Big data in healthcare can now be measured in exabytes, and every day more data is being thrown into the mix in the form of patient-generated information, wearables and EHR systems. Traditional methods of analysis are no longer enough to handle, let alone take proper advantage of, the potential that healthcare data holds. This is where deep machine learning (or simply, “deep learning”) comes in. However, its greatest power lies in its ability to extract value from data in ways that humans and traditional machine learning methods cannot.

Deep machine learning has applications in a number of healthcare areas.

Improving Hospital Care

Massachusetts General Hospital is a pioneer in implementing deep learning artificial intelligence. It announced in April that it would be using a deep learning supercomputer to help improve everything from detection and diagnosis to treatment and disease management. The award-winning hospital will train a deep neural network on its repository of phenotypic, genetic and imaging data.

Its system is currently housing close to 10 billion medical images which, through the use of AI, can now be used to compare a patient’s symptoms, tests and other data across populations of other patients to yield insights. The program is starting in radiology and pathology and will eventually expand into genomics and EHRs.

Results in the Pediatric ICU

The power of big data is also being harnessed to improve care in pediatric ICUs. Children in this department face particularly complex and challenging conditions including post-surgical care issues, sepsis, respiratory illnesses and trauma. At Children’s Hospital Los Angeles, data scientist David Ledbetter and his research team are using big data and 10 years’ worth of health records to better determine drug treatments for children. The end goal of the work, which is funded by the Laura P. and Leland K. Whittier Virtual Pediatric Intensive Care Unit, is the improvement of patient outcomes for some of the most vulnerable hospital visitors.

The deep learning models here were trained using nearly 13,000 “patient snapshots” created by Ledbetter’s team. The models were then used to predict probability of survival and in turn, physiology, through time. This gave the team a better understanding of the relationships between patient vitals and efforts made by ICU doctors and nurses, allowing clinicians to optimize their efforts and patient outcomes.

Tackling Alzheimer’s Disease

Alzheimer’s has proven to be one of the greatest challenges modern medicine faces, but there’s a chance this more sophisticated form of artificial intelligence might yield some answers.

The roots of deep machine learning have been around since the 1950s, but recently a team of collaborators from Harvard University, Massachusetts General Hospital and China’s Huazhong University of Science and Technology designed a program that helps detect the progression from mild cognitive impairment (MCI) to Alzheimer’s disease by combining fMRI brain scans and clinical data. The unpublished results were presented in May at the IEEE International Conference on Communications in Kuala Lumpur, Malaysia.

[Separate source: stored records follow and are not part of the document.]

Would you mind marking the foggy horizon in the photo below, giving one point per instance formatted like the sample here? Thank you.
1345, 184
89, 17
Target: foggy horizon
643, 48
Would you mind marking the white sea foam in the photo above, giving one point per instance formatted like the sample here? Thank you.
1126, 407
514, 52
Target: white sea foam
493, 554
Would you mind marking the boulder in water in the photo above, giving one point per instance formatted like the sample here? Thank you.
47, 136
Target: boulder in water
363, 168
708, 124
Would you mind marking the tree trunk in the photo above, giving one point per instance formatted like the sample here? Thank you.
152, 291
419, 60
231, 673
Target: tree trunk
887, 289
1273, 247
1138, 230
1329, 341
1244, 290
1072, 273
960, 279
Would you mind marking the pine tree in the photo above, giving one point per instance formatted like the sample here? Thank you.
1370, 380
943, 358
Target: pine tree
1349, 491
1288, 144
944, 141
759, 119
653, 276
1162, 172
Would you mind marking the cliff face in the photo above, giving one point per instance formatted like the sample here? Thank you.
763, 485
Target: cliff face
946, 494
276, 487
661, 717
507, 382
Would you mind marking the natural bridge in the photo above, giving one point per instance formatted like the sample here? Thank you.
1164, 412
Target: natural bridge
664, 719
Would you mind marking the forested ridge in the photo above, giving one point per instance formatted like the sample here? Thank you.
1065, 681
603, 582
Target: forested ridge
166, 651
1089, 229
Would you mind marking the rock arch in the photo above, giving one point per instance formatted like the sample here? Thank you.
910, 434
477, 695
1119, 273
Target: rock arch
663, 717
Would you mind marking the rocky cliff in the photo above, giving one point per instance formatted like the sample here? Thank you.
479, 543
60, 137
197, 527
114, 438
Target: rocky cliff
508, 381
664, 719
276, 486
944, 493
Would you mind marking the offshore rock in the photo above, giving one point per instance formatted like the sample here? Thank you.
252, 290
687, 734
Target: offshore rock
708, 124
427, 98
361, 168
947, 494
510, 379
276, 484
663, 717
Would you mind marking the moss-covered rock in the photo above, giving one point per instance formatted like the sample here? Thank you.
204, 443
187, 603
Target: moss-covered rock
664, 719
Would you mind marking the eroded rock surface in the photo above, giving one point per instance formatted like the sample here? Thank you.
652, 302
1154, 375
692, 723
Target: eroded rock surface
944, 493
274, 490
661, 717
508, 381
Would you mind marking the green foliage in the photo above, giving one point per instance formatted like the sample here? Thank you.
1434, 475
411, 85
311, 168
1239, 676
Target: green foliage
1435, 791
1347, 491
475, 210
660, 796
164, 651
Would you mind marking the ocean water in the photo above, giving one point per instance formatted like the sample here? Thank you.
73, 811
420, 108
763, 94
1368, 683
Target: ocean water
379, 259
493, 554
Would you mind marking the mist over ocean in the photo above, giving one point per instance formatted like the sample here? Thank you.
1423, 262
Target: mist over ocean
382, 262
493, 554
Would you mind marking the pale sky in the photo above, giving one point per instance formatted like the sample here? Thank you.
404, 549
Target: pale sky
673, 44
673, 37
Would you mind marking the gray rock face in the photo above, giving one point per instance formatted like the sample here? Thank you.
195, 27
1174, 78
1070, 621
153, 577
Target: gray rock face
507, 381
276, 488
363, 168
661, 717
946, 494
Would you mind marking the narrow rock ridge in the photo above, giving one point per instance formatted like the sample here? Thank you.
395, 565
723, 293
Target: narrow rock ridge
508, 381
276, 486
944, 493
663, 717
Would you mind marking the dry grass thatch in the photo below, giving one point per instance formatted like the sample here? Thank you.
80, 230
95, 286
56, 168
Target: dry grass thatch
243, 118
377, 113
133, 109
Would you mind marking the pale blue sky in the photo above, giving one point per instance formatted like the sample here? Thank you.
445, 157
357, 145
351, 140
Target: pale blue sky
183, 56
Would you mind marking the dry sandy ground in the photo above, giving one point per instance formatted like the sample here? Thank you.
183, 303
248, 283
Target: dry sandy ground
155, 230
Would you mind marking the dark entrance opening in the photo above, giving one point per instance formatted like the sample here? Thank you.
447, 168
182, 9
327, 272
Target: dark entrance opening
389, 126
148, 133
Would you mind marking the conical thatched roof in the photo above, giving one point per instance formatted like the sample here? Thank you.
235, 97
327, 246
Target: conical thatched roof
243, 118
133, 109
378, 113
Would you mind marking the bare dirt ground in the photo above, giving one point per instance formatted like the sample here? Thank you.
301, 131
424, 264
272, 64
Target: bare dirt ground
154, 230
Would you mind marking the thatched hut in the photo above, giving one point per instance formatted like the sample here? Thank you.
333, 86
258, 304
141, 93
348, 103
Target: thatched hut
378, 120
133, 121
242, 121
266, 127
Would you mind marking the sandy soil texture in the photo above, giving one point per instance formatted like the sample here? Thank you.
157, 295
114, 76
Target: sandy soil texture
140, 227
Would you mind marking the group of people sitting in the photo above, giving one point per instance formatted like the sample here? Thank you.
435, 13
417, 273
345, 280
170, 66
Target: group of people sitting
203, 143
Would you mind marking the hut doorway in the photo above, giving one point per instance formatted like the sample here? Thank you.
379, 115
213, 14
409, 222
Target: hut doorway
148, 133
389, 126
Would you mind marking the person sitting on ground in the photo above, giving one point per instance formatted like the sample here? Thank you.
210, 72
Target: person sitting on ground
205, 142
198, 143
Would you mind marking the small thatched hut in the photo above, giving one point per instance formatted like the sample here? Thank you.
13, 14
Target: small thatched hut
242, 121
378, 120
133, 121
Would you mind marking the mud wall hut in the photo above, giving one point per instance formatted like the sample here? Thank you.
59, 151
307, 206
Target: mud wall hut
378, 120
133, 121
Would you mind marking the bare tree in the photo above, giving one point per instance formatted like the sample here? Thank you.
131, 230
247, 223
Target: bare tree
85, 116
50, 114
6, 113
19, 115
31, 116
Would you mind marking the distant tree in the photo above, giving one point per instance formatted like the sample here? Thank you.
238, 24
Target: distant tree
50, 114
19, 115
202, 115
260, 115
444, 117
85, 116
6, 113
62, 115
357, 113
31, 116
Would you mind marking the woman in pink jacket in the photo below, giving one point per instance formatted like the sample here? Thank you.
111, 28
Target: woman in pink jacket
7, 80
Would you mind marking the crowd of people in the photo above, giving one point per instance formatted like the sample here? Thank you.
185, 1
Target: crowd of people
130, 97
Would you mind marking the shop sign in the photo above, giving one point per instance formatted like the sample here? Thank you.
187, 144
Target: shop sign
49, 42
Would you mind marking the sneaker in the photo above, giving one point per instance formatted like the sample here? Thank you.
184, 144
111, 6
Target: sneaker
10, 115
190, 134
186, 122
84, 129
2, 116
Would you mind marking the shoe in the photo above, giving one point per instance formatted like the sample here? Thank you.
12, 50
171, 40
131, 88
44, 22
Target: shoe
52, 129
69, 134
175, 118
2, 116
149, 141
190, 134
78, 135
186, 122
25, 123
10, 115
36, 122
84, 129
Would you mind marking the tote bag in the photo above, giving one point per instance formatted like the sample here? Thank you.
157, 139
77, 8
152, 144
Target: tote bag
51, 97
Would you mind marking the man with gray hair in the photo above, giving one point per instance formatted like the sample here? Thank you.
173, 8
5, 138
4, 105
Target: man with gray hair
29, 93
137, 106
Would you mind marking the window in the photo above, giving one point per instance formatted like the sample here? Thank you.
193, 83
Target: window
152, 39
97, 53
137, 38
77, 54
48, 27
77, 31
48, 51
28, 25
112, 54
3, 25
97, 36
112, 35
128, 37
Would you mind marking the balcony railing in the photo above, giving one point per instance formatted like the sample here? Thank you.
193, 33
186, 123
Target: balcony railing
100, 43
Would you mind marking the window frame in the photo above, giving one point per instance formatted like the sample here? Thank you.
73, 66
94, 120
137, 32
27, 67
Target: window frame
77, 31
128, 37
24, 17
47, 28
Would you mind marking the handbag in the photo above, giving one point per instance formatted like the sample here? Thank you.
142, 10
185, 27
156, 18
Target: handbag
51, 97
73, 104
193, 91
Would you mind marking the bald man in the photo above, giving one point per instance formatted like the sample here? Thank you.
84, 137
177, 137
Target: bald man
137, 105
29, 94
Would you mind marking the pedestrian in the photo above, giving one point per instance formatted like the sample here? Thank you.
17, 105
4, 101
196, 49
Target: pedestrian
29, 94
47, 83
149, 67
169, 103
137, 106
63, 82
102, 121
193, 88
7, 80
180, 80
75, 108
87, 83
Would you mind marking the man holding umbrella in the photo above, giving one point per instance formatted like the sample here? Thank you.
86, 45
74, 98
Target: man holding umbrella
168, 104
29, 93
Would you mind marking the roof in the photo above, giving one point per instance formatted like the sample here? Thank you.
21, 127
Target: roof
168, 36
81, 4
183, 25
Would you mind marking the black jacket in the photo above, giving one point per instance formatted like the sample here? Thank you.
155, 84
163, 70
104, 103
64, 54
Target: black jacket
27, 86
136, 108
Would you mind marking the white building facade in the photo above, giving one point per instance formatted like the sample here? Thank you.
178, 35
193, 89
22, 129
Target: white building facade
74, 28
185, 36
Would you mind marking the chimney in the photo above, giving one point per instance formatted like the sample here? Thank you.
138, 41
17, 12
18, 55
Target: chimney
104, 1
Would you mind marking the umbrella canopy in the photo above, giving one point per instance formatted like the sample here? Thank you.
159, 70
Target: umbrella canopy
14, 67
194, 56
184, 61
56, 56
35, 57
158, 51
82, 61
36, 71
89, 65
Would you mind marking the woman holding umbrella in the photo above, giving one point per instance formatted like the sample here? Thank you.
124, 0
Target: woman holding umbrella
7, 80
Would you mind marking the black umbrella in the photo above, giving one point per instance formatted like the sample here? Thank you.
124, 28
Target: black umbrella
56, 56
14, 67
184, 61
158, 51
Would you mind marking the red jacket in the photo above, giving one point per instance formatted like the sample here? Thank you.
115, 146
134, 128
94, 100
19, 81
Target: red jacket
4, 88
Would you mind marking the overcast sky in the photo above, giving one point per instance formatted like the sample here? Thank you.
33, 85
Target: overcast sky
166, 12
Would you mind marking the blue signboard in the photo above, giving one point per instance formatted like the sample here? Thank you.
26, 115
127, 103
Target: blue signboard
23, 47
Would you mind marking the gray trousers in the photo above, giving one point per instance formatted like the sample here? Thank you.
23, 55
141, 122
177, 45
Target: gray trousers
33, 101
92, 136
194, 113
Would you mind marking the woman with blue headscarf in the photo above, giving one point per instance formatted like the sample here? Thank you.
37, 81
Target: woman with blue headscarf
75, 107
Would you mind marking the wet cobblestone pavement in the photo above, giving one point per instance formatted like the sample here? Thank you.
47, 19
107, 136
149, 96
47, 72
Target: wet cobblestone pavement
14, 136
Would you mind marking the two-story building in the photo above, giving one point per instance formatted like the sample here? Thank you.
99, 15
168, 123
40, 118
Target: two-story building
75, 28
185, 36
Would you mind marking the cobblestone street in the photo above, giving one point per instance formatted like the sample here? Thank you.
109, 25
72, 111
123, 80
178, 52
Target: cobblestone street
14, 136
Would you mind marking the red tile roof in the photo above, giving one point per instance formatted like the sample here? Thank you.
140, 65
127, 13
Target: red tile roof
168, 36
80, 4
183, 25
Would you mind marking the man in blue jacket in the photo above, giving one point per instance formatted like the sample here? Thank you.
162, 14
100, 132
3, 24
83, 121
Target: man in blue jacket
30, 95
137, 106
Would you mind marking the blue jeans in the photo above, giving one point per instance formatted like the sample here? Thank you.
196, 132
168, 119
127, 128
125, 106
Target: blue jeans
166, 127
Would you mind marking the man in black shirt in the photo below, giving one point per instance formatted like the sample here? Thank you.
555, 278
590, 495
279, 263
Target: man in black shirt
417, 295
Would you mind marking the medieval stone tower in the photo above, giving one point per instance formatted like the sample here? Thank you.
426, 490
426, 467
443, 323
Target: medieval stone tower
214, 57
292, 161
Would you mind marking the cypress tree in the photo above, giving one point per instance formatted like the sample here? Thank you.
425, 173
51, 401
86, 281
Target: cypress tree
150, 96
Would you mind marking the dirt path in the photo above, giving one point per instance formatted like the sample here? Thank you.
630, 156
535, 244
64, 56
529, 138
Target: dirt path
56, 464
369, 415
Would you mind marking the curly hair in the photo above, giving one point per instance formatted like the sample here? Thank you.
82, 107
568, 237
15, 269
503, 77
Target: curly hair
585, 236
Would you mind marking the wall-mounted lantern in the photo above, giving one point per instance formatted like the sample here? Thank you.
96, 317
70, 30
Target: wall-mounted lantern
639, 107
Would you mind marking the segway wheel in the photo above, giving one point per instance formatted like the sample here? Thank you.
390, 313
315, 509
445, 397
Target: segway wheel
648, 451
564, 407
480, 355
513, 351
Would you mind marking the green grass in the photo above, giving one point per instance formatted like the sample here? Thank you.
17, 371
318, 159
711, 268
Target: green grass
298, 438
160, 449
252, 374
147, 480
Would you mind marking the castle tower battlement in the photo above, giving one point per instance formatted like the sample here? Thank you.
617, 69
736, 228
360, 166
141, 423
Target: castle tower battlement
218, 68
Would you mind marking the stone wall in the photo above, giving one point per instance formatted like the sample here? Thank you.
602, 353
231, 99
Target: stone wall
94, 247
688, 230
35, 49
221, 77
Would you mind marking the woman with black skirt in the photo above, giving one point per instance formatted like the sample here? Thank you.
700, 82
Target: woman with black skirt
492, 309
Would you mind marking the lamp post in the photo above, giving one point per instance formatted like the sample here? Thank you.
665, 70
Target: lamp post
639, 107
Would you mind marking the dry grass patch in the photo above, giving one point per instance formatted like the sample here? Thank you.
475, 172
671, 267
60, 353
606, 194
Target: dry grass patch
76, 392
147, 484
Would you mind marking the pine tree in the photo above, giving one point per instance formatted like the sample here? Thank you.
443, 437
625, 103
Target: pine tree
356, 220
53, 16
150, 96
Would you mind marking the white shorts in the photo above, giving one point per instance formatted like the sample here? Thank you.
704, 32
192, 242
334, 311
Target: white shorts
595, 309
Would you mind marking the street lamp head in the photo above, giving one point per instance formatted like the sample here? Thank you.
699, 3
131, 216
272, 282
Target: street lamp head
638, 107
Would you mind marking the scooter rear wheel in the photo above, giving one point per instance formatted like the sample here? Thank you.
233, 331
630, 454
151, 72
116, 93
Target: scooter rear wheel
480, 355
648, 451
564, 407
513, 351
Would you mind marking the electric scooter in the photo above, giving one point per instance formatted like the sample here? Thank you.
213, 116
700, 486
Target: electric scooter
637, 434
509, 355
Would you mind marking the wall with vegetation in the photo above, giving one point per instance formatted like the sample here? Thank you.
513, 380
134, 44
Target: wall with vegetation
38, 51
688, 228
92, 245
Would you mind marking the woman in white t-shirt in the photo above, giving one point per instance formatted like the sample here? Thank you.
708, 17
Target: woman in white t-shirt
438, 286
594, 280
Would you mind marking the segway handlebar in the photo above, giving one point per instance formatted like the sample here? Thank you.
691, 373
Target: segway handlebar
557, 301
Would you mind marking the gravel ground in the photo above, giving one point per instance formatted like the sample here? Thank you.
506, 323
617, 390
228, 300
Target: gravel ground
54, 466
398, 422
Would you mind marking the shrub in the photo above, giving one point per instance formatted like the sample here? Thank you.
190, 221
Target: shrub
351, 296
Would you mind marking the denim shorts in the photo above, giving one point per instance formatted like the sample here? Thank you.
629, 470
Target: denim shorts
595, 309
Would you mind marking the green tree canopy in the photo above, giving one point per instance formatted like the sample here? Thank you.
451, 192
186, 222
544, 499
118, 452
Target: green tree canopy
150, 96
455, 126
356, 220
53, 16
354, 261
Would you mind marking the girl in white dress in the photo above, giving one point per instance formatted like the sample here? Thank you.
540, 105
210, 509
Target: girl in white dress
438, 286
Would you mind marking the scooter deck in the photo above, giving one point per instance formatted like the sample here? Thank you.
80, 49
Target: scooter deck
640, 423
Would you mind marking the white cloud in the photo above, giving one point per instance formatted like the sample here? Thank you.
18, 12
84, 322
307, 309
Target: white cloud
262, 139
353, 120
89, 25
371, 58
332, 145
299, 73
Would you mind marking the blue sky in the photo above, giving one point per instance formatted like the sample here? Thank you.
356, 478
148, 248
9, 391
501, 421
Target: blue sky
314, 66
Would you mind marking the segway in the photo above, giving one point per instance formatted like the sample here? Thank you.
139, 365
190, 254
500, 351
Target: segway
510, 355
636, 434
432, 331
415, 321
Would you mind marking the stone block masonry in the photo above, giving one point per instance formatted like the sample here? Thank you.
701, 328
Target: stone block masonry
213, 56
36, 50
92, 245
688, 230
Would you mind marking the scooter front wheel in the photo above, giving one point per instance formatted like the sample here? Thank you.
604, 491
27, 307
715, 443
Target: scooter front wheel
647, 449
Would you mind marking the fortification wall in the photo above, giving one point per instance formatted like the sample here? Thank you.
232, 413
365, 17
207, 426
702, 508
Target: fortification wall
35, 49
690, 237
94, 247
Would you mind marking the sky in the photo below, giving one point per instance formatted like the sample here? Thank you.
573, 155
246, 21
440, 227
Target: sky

According to the researchers, traditional machine learning already had its shot at the problem, but was unsuccessful. Quanzheng Li, principal investigator from Massachusetts General Hospital’s Center for Clinical Data Science, commented on the difficulty of the challenge. “We try to find the disease at its very early stage. A lot of people try to use traditional machine learning to do this, but the result is not that great because it’s a very difficult problem to solve.”

While other researchers have challenged the outcome, the final results were almost accurate enough to be used in a clinical setting (that target falls at around 90 percent). Current methods of prediction fall at around 65 percent.

The Challenge for Facilities

The challenge for most healthcare institutions will be multifold.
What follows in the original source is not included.